# Several Questions



## adam (Jul 6, 2006)

Hello, I'm new here, and if any of this information is already available, please direct it to me. Recently I have found what I believe to be weed growing near my house. I'll have pictures soon, and I want to make sure it is in fact weed before I start smoking a flower.  Also, I want to bring some on a trip I am going on on the 22nd. Whats a fast way to dry it. Today I picked probably around 80 bowls worth, and I'm trying to dry it all in my room. Its being pressed in a book. Thanks everyone.


----------



## Dr.GreenThumb (Jul 6, 2006)

We would need pics before we could answer your question. I would hold off on smoking it till we can find out...


----------



## adam (Jul 6, 2006)

See thats the problem. I can't find my camera cord. I'll have someone guinea pig it for me.


----------



## Dr.GreenThumb (Jul 6, 2006)

You can look over the picuture section we have and try and compare...


----------



## adam (Jul 6, 2006)

Did that. They look like full grown plants, except that they are only about 6 inches tall.


----------



## Marywanna (Jul 7, 2006)

IF i was you i wouldnt of picked that weed if it is weed.....because that is not your weed....not being mean...but once someone stole my weed and i pi$$ed


----------



## adam (Jul 7, 2006)

I really, really, really doubt it was someones. I was hiking around at this local piece of national park I live next to, and found it about 5 miles in. It's scattered very sporadically, so I don't think anyone is growing it.


----------



## THE BROTHER'S GRUNT (Jul 7, 2006)

adam said:
			
		

> I really, really, really doubt it was someones. I was hiking around at this local piece of national park I live next to, and found it about 5 miles in. It's scattered very sporadically, so I don't think anyone is growing it.

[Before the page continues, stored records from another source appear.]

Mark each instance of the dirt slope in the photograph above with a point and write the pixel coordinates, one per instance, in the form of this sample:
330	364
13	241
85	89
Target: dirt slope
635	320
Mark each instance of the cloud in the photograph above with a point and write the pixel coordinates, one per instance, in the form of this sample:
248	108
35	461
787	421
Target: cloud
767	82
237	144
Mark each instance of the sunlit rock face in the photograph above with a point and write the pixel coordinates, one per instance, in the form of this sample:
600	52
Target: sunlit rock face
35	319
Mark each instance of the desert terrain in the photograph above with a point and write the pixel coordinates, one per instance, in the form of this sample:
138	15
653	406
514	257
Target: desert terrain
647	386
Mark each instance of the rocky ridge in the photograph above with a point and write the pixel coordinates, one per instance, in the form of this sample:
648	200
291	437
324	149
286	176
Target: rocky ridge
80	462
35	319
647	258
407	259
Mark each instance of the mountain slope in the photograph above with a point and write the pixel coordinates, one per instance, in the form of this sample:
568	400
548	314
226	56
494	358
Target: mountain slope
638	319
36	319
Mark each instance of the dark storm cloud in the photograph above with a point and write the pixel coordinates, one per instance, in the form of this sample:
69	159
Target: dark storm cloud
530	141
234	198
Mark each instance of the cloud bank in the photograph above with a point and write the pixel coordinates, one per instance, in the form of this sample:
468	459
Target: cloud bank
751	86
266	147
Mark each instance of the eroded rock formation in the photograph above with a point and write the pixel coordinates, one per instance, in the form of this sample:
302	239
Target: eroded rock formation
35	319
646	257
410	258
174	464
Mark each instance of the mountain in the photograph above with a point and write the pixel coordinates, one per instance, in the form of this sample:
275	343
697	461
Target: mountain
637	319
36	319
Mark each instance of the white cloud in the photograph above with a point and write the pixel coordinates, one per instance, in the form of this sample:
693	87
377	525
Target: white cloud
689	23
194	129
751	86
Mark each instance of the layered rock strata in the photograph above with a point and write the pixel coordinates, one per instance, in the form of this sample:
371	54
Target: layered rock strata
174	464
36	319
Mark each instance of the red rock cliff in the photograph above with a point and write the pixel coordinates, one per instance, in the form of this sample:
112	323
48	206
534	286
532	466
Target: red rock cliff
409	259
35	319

*That's how people grow outside. They spread them around so they are not easy to spot from the sky. I would think twice about taking them but that's just me. *


----------



## ganjabanned (Jul 7, 2006)

If it's a 6" tall plant, and you picked leaves, I doubt if you'll get high at all.
Leaves aren't very potent, leaves from what sounds like a very young plant even less so.

Marijuana doesn't grow "wild".  I've only see "wild pot" once in 40 years of hiking, and that was next to a stream that people had dumped thousands of seeds in.


----------



## Mutt (Jul 7, 2006)

I forsee a bad Kharma train a comin.


----------



## adam (Jul 7, 2006)

Lets hope not anyway. Don't think I'll be taking more anyways. Its weird. I've never seen anyone else in the park.


----------



## Stoney Bud (Jul 7, 2006)

adam said:
			
		

> Lets hope not anyway. Don't think I'll be taking more anyways. Its weird. I've never seen anyone else in the park.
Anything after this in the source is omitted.